Secondo la Corte, la limitazione della libertà di circolazione non è  criticabile in sé. Tuttavia, un tale sistema rischia  d’imporre ai  ricorrenti un carico  eccessivo, segnatamente alla luce della durata di una procedura che  come nella fattispecie, si è estesa su più di 14 e 12 anni.

La limitazione della libertà di circolazione dei ricorrenti non era giustificata per tutto il corso  della procedura, perché se in via di principio il divieto per il fallito di allontanarsi dal suo luogo di residenza è una misura necessaria al fine di raggiungere  le scopo perseguito, la necessità di questa misura si attenua con il tempo. Anche se non risulta dal fascicolo che i ricorrenti abbiano voluto allontanarsi dal loro  luogo di residenza o che l’autorizzazione gli fosse stata negata, ad avviso della Corte, la durata delle procedure  ha comportato la rottura dell’equilibrio che deve sussistere tra l’interesse generale al pagamento dei creditori del fallimento e l’interesse individuale dei ricorrenti a circolare  liberamente. L’ingerenza nella libertà dei ricorrenti si rivela allora  sproporzionata all’obbiettivo perseguito. Per conseguenza, la Corte conclude,  in questi due casi, per  la violazione della Convenzione su questo  punto. 

Articolo 6 § 1 della Convenzione invocato nel caso Luordo c. Italia

La Corte reputa che questa doglianza deve essere esaminata sotto il profilo del diritto d’accesso ad un tribunale. Essa rileva che a decorrere dal deposito della sentenza di fallimento il curatore aveva la rappresentanza per stare in giudizio per le questioni che derivavano dai diritti patrimoniali  del fallito ; questa limitazione della capacità di stare in giudizio tende alla protezione dei diritti e degli interessi altrui, cioè i creditori del fallito.

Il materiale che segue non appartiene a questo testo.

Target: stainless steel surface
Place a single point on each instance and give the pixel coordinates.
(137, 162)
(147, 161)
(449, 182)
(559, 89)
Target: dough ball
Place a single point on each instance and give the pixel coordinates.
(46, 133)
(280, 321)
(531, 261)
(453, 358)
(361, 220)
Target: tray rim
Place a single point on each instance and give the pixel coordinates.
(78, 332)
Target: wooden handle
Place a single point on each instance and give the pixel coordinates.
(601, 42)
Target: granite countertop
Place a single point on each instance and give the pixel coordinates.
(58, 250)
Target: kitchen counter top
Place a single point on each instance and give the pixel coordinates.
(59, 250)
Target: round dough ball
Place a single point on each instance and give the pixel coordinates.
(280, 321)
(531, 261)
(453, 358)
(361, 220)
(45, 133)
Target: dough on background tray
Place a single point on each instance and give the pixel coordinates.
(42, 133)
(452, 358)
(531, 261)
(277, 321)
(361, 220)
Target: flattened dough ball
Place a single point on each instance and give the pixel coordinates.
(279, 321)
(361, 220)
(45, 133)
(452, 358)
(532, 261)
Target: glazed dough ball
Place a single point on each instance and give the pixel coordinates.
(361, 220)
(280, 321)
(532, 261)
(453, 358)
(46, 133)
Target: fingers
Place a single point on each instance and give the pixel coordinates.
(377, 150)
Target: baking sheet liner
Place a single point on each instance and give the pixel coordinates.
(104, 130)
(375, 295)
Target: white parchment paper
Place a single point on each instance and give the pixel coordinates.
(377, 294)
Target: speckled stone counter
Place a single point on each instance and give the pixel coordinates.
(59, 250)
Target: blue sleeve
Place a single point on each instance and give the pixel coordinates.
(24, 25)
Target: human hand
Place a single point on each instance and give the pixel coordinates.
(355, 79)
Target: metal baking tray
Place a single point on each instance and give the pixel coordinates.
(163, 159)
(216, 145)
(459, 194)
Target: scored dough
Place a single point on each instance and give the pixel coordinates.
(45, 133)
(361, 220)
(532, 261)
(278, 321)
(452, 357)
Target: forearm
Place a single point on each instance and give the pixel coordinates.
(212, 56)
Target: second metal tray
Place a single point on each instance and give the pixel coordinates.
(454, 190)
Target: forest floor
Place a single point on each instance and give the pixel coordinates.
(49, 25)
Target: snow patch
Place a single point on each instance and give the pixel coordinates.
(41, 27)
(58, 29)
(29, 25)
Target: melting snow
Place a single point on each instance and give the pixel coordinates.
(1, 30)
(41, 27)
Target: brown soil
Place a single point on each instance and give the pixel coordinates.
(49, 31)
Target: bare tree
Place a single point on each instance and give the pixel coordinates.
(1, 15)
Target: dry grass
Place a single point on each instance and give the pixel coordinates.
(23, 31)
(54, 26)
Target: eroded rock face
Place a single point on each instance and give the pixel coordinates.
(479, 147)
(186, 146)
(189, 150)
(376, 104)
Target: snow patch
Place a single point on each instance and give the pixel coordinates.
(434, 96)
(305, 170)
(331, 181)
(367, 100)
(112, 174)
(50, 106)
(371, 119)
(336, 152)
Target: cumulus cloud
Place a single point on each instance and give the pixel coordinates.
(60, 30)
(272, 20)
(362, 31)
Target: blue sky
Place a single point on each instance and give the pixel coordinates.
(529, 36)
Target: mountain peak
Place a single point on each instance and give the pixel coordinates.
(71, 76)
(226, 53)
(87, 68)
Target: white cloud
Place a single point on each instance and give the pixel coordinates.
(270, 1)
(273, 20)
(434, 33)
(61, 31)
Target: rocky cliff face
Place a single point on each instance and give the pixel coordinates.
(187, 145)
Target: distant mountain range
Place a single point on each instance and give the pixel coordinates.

Una tale limitazione del diritto d’accesso ad un tribunale non è  criticabile in sé. Tuttavia, un tale sistema rischia  d’imporre al  ricorrente un carico  eccessivo, segnatamente alla luce della durata di una procedura che  come nella fattispecie, si è estesa su più di 14 anni ed 8 mesi . La Corte reputa  che questa  limitazione non era giustificata per tutto il corso  della procedura, perché se in via di principio la limitazione del diritto a stare in giudizio è una misura necessaria al fine di raggiungere  le scopo perseguito, la necessità di questa misura si attenua con il tempo. Ad avviso  della Corte, la durata di questa  procedura ha comportato dunque la rottura dell’equilibrio che deve sussistere tra l’interesse generale al pagamento dei creditori del fallimento e l’interesse individuale del ricorrente all’accesso ad un tribunale. L’ingerenza nel diritto del ricorrente si rivela allora  sproporzionata all’obbiettivo perseguito. Per conseguenza, la Corte conclude per  la violazione della Convenzione su questo  punto.

Articolo 13 della Convenzione invocato nel caso Bottaro c. Italia

Avuto riguardo alla conclusione  a cui essa è giunta concernente l’articolo 8, la Corte considera che la doglianza del ricorrente rivestiva  un carattere  sostenibile ai sensi dell’articolo 13 e che l’interessato aveva dunque in  diritto la  disponibilità  d’un ricorso effettivo ai  sensi di questa  disposizione.

La Corte osserva che gli  articoli 26 e 36 della legge  fallimentare  prevedono  la possibilità per il ricorrente di presentare due ricorsi che gli avrebbero consentito di impugnare le decisioni del giudice delegato e gli atti compiuti dal  curatore. Tuttavia, nessuno di tali ricorsi è tale da rimediare alla limitazione prolungata del godimento del diritto al rispetto della corrispondenza invocato dal ricorrente. Pertanto, la Corte conclude per la violazione della Convenzione su questo punto.